Students who intend to pursue the B.S.E. degree are urged to declare an engineering major as soon as possible, preferably before they ﬁrst register for courses at Grand Valley. Students must formally declare an engineering major before the end of the drop-add period of the fall semester of the academic year in which they are seeking admission to major standing.
Admission to major standing in the B.S.E. program requires a secondary application. Applicants must meet at least the following: (1) a GPA of 2.7 or above in the engineering foundations course sequence, (2) completion of each course in the engineering foundations course sequence with a grade of C (2.0) or above, and (3) completion of EGR 289 in preparation for placement in cooperative engineering education. Transfer students must also complete at least eight semester hours of engineering courses at Grand Valley before they can be admitted to major standing.
Admission is based upon no more than one repeat per required course in the premajor engineering foundations course sequence. Once admitted to major standing in the B.S.E. degree, students are expected to devote sufficient time to complete the work assigned in each course. Students are expected to maintain the highest ethical standards at all times. Students may be dismissed from the program for violations of ethical standards or unsatisfactory academic progress.
Students must apply directly to the School of Engineering before the last day of classes of the fall semester of the academic year in which they are seeking admission to major standing.
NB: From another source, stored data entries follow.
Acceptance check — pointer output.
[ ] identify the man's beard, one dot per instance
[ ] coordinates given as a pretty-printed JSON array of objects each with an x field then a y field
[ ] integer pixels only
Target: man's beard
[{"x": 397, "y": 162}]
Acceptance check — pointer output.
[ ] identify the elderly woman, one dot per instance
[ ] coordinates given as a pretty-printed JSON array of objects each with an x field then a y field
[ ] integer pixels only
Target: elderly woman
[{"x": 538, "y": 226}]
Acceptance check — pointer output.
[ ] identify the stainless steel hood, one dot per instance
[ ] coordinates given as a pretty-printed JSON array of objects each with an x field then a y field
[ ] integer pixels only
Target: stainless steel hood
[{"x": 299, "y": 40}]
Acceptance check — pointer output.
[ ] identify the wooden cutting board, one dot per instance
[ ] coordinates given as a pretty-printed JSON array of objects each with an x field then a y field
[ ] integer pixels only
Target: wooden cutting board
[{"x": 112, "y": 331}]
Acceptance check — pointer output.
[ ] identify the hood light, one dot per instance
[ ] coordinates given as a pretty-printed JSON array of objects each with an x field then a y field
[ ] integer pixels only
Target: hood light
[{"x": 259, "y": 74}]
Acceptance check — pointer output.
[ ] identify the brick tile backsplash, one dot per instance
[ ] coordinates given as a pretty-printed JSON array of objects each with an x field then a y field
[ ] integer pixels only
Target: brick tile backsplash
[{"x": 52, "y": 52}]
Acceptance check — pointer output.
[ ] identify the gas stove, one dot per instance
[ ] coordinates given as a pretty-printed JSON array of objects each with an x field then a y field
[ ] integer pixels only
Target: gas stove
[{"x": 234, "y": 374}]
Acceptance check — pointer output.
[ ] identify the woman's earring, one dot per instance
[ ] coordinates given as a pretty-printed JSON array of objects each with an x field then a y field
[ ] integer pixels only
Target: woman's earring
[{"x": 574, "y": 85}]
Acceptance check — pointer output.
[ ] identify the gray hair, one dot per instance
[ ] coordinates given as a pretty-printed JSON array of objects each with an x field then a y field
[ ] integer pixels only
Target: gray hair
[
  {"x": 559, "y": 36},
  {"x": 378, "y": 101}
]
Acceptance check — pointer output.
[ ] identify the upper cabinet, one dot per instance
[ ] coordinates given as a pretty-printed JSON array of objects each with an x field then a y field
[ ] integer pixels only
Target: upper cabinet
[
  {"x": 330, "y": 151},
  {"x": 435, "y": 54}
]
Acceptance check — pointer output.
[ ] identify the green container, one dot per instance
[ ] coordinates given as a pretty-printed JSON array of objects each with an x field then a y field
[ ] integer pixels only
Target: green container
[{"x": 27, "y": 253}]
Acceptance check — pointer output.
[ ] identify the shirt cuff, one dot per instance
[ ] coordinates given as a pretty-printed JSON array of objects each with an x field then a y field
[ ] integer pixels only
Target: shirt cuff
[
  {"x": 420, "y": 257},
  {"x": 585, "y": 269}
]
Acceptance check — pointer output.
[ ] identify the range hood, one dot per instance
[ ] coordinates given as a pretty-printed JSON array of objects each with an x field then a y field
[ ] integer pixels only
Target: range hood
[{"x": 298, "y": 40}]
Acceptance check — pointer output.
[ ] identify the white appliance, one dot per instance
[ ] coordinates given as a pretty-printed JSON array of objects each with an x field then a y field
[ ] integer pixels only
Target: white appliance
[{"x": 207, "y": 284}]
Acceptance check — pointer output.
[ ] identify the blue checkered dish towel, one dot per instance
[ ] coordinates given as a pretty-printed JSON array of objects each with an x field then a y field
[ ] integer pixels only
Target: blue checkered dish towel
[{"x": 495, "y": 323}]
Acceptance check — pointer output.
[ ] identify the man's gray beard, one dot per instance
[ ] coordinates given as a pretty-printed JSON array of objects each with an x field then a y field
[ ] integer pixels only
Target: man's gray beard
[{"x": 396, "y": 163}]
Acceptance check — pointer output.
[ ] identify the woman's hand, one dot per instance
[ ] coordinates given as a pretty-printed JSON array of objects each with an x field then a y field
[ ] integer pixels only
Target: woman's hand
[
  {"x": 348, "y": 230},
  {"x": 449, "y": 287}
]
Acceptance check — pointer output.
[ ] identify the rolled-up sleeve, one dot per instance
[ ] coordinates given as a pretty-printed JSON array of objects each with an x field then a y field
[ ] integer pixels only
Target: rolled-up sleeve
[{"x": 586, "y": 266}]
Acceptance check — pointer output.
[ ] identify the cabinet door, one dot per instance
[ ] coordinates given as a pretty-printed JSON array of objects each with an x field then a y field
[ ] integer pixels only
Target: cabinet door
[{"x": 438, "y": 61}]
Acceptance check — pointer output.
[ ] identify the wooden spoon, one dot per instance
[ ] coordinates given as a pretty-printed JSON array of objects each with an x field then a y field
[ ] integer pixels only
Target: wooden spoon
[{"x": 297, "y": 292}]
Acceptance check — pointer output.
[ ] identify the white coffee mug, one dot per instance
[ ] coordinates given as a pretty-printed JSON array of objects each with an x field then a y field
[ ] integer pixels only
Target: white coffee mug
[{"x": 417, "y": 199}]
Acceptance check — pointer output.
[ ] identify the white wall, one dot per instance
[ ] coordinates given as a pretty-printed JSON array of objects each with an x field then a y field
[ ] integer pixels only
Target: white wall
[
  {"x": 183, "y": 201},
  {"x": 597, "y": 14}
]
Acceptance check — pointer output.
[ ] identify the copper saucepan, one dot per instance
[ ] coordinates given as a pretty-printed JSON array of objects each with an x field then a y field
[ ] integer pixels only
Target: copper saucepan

Application forms are available on the School of Engineering website (within Forms under the Co-op Education link). Notiﬁcation letters are issued no later than the second week of the winter semester.
The Computer Engineering Major is accredited under the General Criteria and the Computer Engineering Criteria by the Engineering Accreditation Commission of ABET, 111 Market Place, Suite 1050 Baltimore, MD 21202-4012 - telephone: (410) 337-7700, www.abet.org.
The Electrical Engineering Major is accredited under the General Criteria and Electrical Engineering Criteria by the Engineering Accreditation Commission of ABET, 111 Market Place, Suite 1050, Baltimore, MD 21202-4012 - telephone: (410) 347-7700, www.abet.org.
The Interdisciplinary Engineering Major is accredited under the General Criteria by the Engineering Accreditation Commission of ABET, 111 Market Place, Suite 1050 Baltimore, MD 21202-4012 - telephone: (410) 337-7700, www.abet.org.
The Mechanical Engineering Major is accredited under the General Criteria and Mechanical Engineering Criteria by the Engineering Accreditation Commission of ABET, 111 Market Place, Suite 1050, Baltimore, MD 21202-4012 - telephone: (410) 347-7700, www.abet.org.
The Product Design & Manufacturing Engineering Major is accredited under the General Criteria and Manufacturing Engineering Criteria by the Engineering Accreditation Commission of ABET, 111 Market Place, Suite 1050, Baltimore, MD 21202-4012 - telephone: (410) 347-7700, www.abet.org.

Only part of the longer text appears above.